THE MOVIE THEATER — Spider-Man fans have been through a lot since 2002.
Whether it was questionable casting, emo-dancing Peter Parker, that forced Sinister Six setup or just the general rumors of discord constantly coming from the set, to say Sony has been lucky that Spidey fans are still loyal would be a definite short sale.
But here we are in 2017 staring at a sixth Spider-Man film, and even the most loyal fans might be looking for a reason to give Sony Studios another shot. What about "Spider-Man: Homecoming" makes it worth the price of admission, and even if it is good, is it so good that the average moviegoer shouldn't just wait for the home theater experience?
Well, Spidey fans, rejoice. Somewhere, somehow, Sony pulled its act together and finally gave us a Spider-Man worth believing in. Like always, let's chat about the highlights.
Parker has gone from being the superhero who toppled an oversized Ant-Man to just some kid helping old ladies and studying for his next Spanish quiz. But when a movement of alien-powered weapons begin showing up in his usually friendly neighborhood, Parker sees this as an opportunity to stretch his webbed wings and prove to his mentor, Tony Stark (Robert Downey Jr.), that he's ready for serious superhero business. When that doesn't work out, he just wants to do the right thing.
I don't know who at Sony or Marvel said, "Let's give that director who used to work for The Onion $175 million to make a Spider-Man movie," but someone did, and we owe them a milkshake for it.

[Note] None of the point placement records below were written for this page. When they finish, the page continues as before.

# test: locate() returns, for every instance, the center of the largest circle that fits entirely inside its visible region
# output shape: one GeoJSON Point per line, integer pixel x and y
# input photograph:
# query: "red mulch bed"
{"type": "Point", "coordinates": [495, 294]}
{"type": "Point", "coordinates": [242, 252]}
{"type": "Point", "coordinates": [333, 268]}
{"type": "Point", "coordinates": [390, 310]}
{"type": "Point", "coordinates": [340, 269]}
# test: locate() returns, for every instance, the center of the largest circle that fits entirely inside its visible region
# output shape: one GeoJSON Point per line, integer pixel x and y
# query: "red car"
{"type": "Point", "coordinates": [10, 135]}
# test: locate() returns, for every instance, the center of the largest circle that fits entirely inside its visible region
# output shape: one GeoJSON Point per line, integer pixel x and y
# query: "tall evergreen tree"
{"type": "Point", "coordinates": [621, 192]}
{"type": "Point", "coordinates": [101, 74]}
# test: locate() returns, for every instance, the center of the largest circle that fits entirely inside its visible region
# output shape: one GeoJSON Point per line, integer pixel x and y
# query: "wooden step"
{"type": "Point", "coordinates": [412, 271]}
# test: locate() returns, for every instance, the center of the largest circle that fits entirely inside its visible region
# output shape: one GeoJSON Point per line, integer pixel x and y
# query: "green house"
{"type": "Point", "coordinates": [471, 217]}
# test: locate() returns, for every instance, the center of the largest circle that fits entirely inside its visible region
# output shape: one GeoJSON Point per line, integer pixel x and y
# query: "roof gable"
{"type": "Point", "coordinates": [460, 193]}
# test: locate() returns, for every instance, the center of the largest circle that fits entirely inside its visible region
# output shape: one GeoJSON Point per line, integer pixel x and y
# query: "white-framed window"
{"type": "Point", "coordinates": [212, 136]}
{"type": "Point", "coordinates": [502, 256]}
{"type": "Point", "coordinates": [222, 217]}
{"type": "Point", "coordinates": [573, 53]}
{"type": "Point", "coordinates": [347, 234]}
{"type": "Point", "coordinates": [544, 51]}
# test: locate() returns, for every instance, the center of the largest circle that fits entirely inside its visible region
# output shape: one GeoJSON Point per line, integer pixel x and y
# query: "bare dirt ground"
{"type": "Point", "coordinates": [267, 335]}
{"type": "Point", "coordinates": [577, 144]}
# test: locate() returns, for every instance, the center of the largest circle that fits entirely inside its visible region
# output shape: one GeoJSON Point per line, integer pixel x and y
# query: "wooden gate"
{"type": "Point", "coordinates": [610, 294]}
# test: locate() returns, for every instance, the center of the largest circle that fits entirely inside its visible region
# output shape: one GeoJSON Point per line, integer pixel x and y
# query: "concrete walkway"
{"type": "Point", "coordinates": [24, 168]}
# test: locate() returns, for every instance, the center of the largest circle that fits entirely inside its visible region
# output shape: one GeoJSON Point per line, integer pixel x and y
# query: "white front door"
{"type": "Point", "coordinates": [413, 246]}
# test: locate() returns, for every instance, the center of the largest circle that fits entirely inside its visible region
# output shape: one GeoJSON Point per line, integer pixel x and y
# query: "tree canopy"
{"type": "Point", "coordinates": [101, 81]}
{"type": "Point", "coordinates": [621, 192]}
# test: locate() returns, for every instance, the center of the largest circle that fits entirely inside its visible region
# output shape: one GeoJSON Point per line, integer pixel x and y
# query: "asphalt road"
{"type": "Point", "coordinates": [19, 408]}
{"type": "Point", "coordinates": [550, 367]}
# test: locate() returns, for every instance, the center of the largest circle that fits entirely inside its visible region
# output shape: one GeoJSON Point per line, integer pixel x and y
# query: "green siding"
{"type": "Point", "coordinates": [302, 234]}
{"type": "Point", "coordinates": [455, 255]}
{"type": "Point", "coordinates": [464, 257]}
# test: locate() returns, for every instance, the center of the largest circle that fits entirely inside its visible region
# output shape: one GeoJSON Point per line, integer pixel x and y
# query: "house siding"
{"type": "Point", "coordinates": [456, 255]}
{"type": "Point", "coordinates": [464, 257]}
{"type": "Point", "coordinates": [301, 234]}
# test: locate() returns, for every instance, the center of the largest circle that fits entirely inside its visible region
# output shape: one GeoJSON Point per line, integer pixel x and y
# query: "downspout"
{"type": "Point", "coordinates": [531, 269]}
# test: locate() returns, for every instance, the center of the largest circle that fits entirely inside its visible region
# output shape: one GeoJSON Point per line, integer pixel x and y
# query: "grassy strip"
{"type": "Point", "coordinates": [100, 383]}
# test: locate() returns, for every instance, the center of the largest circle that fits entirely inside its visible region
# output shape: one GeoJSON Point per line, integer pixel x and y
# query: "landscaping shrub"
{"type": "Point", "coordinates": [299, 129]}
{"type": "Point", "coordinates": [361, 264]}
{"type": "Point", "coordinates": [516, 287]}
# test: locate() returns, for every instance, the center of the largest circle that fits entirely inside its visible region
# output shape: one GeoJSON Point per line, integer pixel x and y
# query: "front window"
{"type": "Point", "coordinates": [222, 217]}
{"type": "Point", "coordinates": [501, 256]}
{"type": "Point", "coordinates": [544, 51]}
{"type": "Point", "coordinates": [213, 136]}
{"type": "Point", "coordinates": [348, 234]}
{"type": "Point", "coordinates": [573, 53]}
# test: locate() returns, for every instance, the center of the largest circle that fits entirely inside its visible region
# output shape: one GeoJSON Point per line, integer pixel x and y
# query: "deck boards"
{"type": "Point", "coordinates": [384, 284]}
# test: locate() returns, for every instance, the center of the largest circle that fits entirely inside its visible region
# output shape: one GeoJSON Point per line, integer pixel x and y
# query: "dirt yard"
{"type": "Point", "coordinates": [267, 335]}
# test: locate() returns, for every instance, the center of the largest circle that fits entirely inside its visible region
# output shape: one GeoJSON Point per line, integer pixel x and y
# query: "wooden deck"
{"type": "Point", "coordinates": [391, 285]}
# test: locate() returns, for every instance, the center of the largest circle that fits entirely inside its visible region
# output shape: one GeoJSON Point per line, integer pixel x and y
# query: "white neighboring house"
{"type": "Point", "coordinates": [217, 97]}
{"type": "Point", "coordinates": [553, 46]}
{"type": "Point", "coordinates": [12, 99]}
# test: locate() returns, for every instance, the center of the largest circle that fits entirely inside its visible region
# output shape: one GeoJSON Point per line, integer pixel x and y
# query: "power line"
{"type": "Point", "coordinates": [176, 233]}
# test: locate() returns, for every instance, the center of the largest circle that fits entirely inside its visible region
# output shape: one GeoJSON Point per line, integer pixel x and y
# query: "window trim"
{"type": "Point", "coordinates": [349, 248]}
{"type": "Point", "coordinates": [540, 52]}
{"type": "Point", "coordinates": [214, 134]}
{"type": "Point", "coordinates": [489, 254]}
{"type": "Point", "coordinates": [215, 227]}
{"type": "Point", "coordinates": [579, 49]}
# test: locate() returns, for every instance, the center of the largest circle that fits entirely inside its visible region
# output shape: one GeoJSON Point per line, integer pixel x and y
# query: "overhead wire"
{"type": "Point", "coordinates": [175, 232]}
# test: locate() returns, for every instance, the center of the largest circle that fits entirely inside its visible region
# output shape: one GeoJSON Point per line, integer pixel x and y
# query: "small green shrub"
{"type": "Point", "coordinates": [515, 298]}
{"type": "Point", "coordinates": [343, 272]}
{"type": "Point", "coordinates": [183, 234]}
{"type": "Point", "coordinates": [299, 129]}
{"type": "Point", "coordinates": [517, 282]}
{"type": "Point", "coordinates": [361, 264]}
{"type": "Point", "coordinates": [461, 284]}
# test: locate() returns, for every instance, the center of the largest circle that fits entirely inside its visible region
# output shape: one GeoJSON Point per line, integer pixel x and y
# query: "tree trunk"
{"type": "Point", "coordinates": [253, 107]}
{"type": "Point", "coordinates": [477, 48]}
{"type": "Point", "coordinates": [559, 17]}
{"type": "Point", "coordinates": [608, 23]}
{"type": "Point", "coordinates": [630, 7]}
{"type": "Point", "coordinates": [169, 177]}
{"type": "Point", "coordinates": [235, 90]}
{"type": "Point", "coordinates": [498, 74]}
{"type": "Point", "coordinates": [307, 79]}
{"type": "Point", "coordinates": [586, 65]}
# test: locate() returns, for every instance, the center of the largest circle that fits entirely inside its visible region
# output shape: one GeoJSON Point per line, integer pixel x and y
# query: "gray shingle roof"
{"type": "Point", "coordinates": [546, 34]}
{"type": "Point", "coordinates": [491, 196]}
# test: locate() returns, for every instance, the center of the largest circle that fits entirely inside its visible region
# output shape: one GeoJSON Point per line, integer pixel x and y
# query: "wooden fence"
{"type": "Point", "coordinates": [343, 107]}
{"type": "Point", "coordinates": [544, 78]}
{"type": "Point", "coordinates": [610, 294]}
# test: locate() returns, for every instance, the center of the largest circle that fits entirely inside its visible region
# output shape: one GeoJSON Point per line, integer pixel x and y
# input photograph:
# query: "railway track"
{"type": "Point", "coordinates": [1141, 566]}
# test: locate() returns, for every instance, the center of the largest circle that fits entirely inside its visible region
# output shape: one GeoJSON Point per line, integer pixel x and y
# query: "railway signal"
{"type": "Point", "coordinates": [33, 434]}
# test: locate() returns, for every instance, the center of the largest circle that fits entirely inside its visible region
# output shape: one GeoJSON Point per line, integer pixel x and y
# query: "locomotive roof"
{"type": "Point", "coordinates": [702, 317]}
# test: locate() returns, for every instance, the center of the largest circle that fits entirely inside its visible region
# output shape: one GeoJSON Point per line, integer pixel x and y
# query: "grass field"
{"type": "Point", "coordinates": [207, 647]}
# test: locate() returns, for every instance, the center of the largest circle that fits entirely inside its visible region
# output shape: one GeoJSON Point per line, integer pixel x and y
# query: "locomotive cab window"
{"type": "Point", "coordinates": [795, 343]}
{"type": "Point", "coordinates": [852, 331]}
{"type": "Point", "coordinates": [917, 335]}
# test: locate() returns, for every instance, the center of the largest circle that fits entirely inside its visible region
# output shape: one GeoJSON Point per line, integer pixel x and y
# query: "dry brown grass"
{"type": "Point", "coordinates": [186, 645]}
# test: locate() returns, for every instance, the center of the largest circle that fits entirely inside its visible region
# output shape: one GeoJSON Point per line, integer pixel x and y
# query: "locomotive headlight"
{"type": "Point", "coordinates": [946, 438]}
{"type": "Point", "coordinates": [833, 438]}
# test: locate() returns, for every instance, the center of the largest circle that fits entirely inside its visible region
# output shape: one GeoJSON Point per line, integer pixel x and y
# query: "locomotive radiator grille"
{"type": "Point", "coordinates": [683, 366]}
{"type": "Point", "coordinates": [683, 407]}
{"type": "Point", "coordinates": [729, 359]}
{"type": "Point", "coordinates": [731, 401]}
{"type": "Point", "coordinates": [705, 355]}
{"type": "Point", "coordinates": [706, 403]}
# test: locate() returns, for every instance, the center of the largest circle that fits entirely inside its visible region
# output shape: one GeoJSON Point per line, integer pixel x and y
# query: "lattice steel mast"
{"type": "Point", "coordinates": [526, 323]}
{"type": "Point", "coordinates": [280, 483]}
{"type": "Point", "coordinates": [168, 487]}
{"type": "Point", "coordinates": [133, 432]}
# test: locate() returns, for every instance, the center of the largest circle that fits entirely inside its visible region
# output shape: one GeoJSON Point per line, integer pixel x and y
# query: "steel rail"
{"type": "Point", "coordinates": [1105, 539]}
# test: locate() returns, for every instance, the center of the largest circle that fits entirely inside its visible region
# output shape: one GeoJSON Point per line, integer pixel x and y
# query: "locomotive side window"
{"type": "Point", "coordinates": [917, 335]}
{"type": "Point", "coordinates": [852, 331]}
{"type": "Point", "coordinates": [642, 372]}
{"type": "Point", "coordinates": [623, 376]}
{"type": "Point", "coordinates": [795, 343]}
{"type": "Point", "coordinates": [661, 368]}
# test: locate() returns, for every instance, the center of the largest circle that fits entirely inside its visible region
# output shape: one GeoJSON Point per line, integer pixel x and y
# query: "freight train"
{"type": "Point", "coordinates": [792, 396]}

Director Jon Watts brings a unique perspective to an otherwise tired genre, and the results are funny, personal and memorable. Watts retells the important events of "Civil War" through Parker's cellphone and spends the rest of his time walking the streets of Parker's neighborhood. While there was an army of writers behind the "Homecoming" script, it's left to Watts to actually sell the most personal MCU story since "Iron Man," and he does so in a way only an Onion man can.
This might be a bit of a spoiler, but in this superhero movie, Spider-Man isn't trying to save the world. He's not even really trying to save the city. In "Homecoming," the climax of the story comes down to a man trying to provide for his family and a teenager trying to make his neighborhood a little safer.
The man, of course, is doing bad things to provide for his family, and he does said bad things in an alien-tech powered bird suit, but his aspirations don't exceed the well-being of his home and his employees. This and Michael Keaton's performance goes a long way in keeping "Spider-Man: Homecoming" about the characters and not about the special effects.
The fact that Spider-Man is now allowed to play in the MCU is a pretty big deal, and the additions of Tony Stark, Captain America and a few others, brings the established credibility of the MCU to a property struggling to find some credibility.
But at the end of the day, this story is Parker's, and Parker goes to high school, and the people that matter most to him are the ones who influence his day to day. That's why characters like Michelle (Zendaya), Ned (Jacob Batalon), Flash (Tony Revolori) and Liz (Laura Harrier) shoulder the burden of making Parker's world one we care about, and they do so in a way where Revolori is a believable bully and Zendaya is a believable, weird kid. If that last sentence doesn't mean a whole lot to you, Google both names and then come back and read this section again.
"Spider-Man: Homecoming" is the smallest $175 million movie you're likely to see in a while, and that's a great thing. "Homecoming" proves that films like "Suicide Squad" didn't need to save the world and every reboot doesn't need to be an origin story. But more importantly, "Homecoming" should be a sign to big studios that big risks can pay off. Younger actors, an up-and-coming director and studio cooperation were all necessary ingredients for Sony to finally figure out Spider-Man.
Hopefully, in the future audiences don't have to endure five mediocre movies every time a studio needs to figure that out.